What is new is that Barça is dependent upon Neymar and Umtiti in ways that might surprise many culers, given that so many want one sold and still don’t fully rate the other. Barça has won every Liga match that Umtiti has started. All sixteen of them. Without Umtiti? The eleven matches include two wins, three losses and six draws. Umtitidependencia is real.
What does he do as a player that no other CB for Barça does? For one, he is a facilitator and a circuit closer. For another, he lets Pique roam because his range means that there is a backstop. He receives passes from Ter Stegen when opponents are pressing, and ferries the ball to midfield. Rather than attempting a risky action, as Mascherano did with his scuffed clearance before the first Betis goal, he influences play, shielding the ball, walling off attackers, making a play by indirect action. He wins every header that comes near him and anticipates play in a way that makes him move to balls like a grizzled veteran.
He was the best defender against PSG, as well as the most influential. And then there’s Neymar.
Without Neymar, Barça was sluggish and seemingly bereft of ideas, having control of the ball but being like a bear with the car keys when they had it, even aside from the clunky, sleepwalking play. Jordi Alba had to be pressed into duty as a nominal LW when Turan wasn’t filling that role, or defending because Alba was attacking. Neither option worked because overlaps were the basic option, rather than the pace and creativity that come from Neymar. Neymardependencia is also real, particularly as Messi steps back into midfield more.
Without Neymar, teams are free to mark Messi because it essentially leaves him with one option, since the run is out, even when Messi is fresh, sprightly and focused: an inventive pass. Against Depor, those efforts were overhit, hit to the keeper or just off target. And because Messi isn’t That Messi any longer, Barça can be controlled by a hard-working opponent. Usually the team will still boast enough quality to squeak past, but not when their mental circuits are blown.
We as supporters forget that players are human. We forget that they feel the same kind of elation that we do, multiplied by a factor of ten. I was a mess at work on Thursday, just grinning and screwing stuff up. Imagine how they were, even on Sunday. As noted in the previous post, Depor took advantage of the opportunities presented them. Bad call? Okay, but they were still pressing, banging a shot off the post that presented the officials with a decision. And they converted the chance. That’s football.

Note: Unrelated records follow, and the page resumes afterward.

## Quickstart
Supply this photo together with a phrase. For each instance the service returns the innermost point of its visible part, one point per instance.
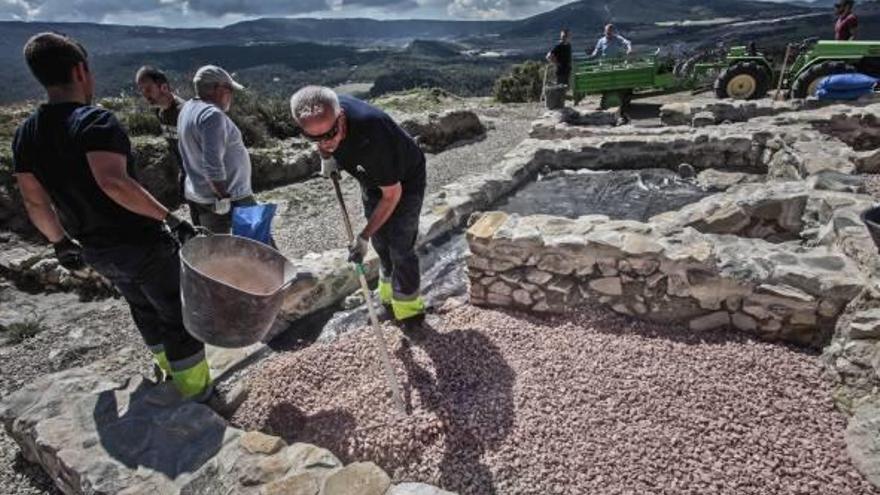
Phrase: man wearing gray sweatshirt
(217, 165)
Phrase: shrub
(522, 84)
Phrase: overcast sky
(192, 13)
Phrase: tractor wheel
(807, 83)
(742, 81)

Pique said after the match that had you asked any culer before Sunday if they’d rather have advanced against PSG in a historic comeback and lost against Depor, most would have taken that choice in a heartbeat. Luis Enrique was calm, the players were calm, because everyone knew what happened and how powerless the team was to prevent it.
The only things this match taught us is that after a massive win, even the best teams can be vulnerable, and two players that many culers don’t think a lot of, are in fact essential. Only one of those things is a surprise.